Track
Clinical StudiesAbstract
Dermatofibroma is a common benign cutaneous neoplasm composed of variable combinations of fibroblastic cells, histiocytes, and coarse collagen fibers. The aneurysmal/hemosiderotic subtype (ADF/HDF) has characteristic pseudo-vascular spaces with hemosiderin-laden histiocytes and reactive spindled and epithelioid cells. Both grossly and microscopically, these subtypes can share features with melanoma and vascular tumors, sometimes necessitating the use of other tools to appropriately differentiate these entities. Fontana-Masson special stain for melanin has not previously been investigated in ADF/HDF.

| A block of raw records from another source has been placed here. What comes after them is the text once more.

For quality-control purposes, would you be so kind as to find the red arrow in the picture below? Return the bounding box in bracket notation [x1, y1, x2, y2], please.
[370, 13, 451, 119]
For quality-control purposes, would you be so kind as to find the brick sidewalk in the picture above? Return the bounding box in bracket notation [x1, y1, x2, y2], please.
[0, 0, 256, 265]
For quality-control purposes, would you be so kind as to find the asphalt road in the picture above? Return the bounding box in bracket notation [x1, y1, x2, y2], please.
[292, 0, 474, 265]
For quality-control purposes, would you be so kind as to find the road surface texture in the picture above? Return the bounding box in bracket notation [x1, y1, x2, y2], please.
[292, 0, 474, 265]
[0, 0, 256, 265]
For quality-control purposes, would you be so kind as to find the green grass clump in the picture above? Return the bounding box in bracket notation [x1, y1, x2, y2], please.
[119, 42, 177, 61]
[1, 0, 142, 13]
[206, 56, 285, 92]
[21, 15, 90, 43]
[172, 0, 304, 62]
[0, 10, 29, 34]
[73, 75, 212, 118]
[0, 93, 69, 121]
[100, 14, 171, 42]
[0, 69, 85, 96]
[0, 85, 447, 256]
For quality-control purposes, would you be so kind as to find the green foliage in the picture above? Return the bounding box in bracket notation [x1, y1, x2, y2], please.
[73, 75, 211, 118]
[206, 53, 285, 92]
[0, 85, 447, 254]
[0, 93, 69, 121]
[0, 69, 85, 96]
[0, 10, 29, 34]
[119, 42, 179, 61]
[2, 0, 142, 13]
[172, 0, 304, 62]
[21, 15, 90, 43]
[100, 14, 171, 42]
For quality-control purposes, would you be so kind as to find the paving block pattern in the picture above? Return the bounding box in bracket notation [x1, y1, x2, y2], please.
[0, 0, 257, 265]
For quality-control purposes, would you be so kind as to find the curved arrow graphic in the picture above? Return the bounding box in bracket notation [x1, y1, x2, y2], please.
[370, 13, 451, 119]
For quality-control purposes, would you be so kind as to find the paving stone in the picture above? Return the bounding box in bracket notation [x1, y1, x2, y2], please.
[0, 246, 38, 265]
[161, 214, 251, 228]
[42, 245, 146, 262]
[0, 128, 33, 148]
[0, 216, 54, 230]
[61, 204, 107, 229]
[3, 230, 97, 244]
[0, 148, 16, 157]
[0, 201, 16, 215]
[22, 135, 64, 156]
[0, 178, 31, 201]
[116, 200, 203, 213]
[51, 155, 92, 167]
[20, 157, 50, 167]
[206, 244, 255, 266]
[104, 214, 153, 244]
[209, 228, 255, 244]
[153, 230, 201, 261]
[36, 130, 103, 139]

Retrospective chart review identified cases of aneurysmal or hemosiderotic dermatofibroma (ADF/HDF). These were then stained with Fontana-Masson stain and SOX-10 or S100 protein and evaluated by two board-certified dermatopathologists.
A total of 79 cases were included, 48 females and 31 males aged between 12 and 84 years. The most common location of aneurysmal or hemosiderotic dermatofibroma was the lower. Ninety-five percent of aneurysmal dermatofibroma and ninety-eight percent of hemosiderotic dermatofibroma cases were positive for Fontana-Masson melanin stain. SOX-10 or S100 protein stain was negative in all cases.
This study demonstrates that ADF/HDF stain with Fontana-Masson suggesting a melanin component to these dermatofibroma subtypes. These findings suggest that the majority of ADF/HDF contain melanin pigment and Fontana-Masson should not be used to differentiate melanocytic neoplasms from ADF/HDF.